Are you "good" at yoga?

There’s a yoga studio that opened up a few years back in my home town in Florida. I immediately thought it was the best thing to ever happen to our town, with classes running around the clock everyday of the week, and a donation-based business model. The man behind it all? A great guru, Scott. I’ve done yoga classes all over the world, but there’s nothing like going home to take a class with him. The last time I did, (I only get to take them a few times a year), he made me cry, made me giggle, made me shake, humbled me while he taught me, all in one hour.

Apparently I’m far from the only one who believes Scott’s classes are invaluable. The room was filled completely wall to wall with scattered bodies, hardly able to tell whose arm and leg was whose as they crisscrossed over one another. In the beginning of class while we were warming up to some Vinyasas and I was admittedly observing everyone’s cool patterned yoga pants, personal mats, lean muscles and limber poses, amazed at how much larger his audience had grown since the last time, he said to us, “Just because you’re flexible doesn’t mean you’re spiritually enlightened.” A giggle from everyone.

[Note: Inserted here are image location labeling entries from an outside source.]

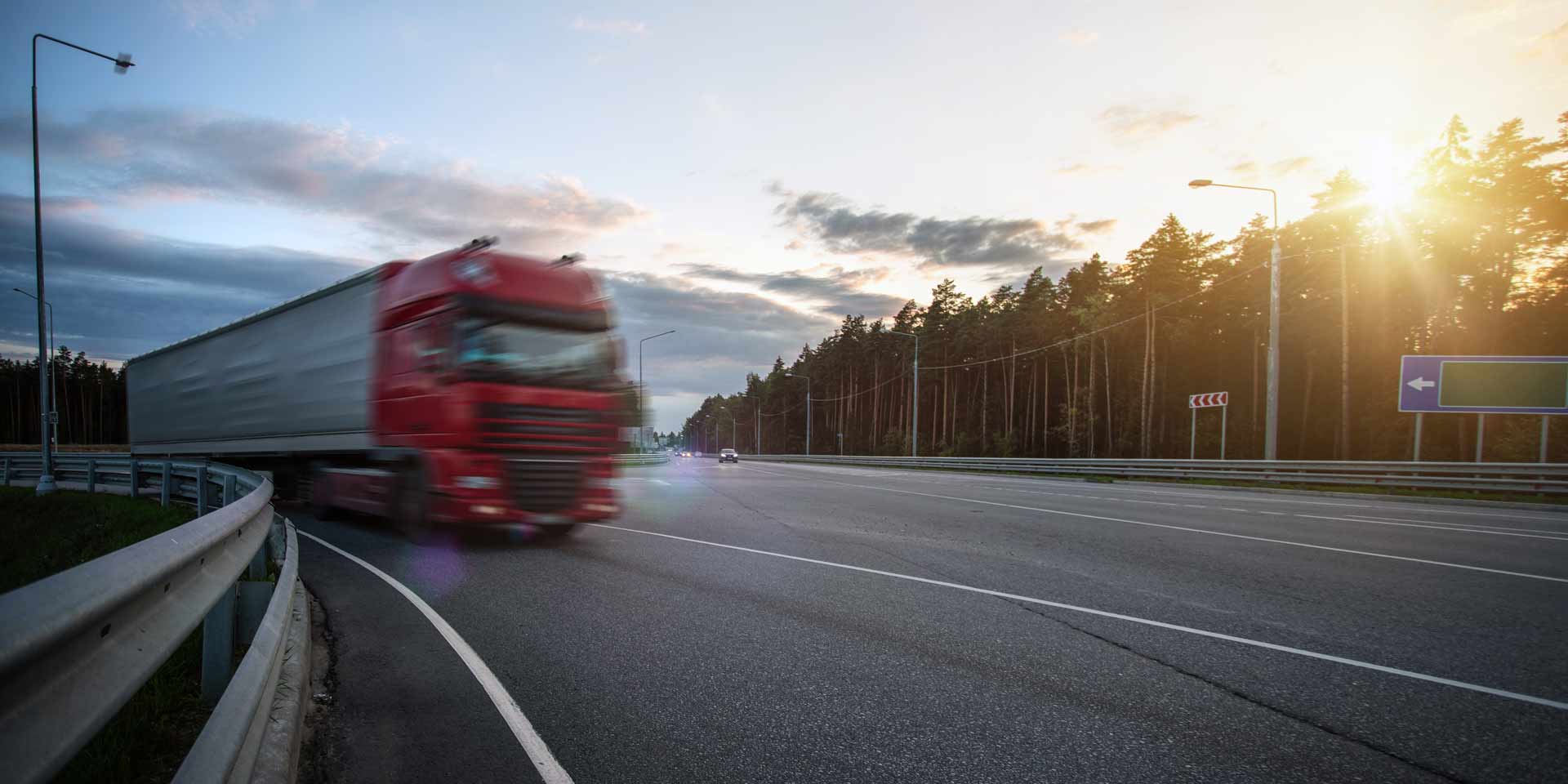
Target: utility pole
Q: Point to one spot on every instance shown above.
(1272, 417)
(808, 408)
(46, 475)
(1344, 356)
(915, 397)
(640, 444)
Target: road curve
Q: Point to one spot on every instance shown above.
(765, 621)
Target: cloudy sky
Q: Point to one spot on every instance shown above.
(742, 173)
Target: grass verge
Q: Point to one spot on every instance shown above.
(151, 734)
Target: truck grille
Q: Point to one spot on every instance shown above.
(541, 429)
(545, 485)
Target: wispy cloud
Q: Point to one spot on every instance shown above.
(1138, 124)
(1085, 168)
(229, 16)
(129, 292)
(937, 242)
(1280, 168)
(836, 291)
(1548, 41)
(325, 170)
(617, 27)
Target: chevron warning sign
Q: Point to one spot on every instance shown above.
(1209, 400)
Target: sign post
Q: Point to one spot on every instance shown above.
(1220, 400)
(1484, 385)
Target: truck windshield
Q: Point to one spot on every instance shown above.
(535, 354)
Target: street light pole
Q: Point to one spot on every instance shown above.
(915, 397)
(1272, 417)
(46, 477)
(808, 408)
(54, 397)
(640, 444)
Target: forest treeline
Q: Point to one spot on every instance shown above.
(91, 400)
(1099, 363)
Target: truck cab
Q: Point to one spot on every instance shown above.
(492, 394)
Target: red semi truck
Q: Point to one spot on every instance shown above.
(470, 388)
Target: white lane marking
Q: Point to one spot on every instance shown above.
(1460, 524)
(1258, 497)
(532, 744)
(1192, 530)
(1435, 528)
(1120, 617)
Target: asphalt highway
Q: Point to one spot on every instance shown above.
(767, 621)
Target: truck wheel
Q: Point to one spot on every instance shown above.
(412, 506)
(322, 507)
(555, 532)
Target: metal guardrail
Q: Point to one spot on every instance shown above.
(1493, 477)
(78, 645)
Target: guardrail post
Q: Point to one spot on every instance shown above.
(201, 490)
(216, 648)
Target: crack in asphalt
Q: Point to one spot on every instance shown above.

I once read a study that said people tend to have a greater sense of self-importance and bottom-line, an inflated ego after practicing yoga. You feel better about yourself, proud, maybe even a little more enlightened with little philosophical tidbits taught between the sequences. But Scott was so right. Yoga is so much deeper than being able to do the poses, and is not just about being flexible (as most consistent practicing yogis might realize). It’s everyone’s own journey. It’s about spinal alignment, self discipline, awareness of the body, and yes, there’s strength and flexibility.  Yoga even helps bring awareness to our egos, allowing us to recognize them and let them go, but it shouldn’t be feeding them.  Yoga is not something to be “good” at, it is simply a practice.

An hour of hard-to-hold poses, twenty minutes of breathing and a long Shivasana later, Scott quietly left us in the room while we all laid silent.  It was the longest Shivasana I had ever taken.  Feeling lighter, each limb of my body tingling with sensation, a clear mind, I arose to see the great teacher was out of the room.  Yet another thought he left us with to ponder.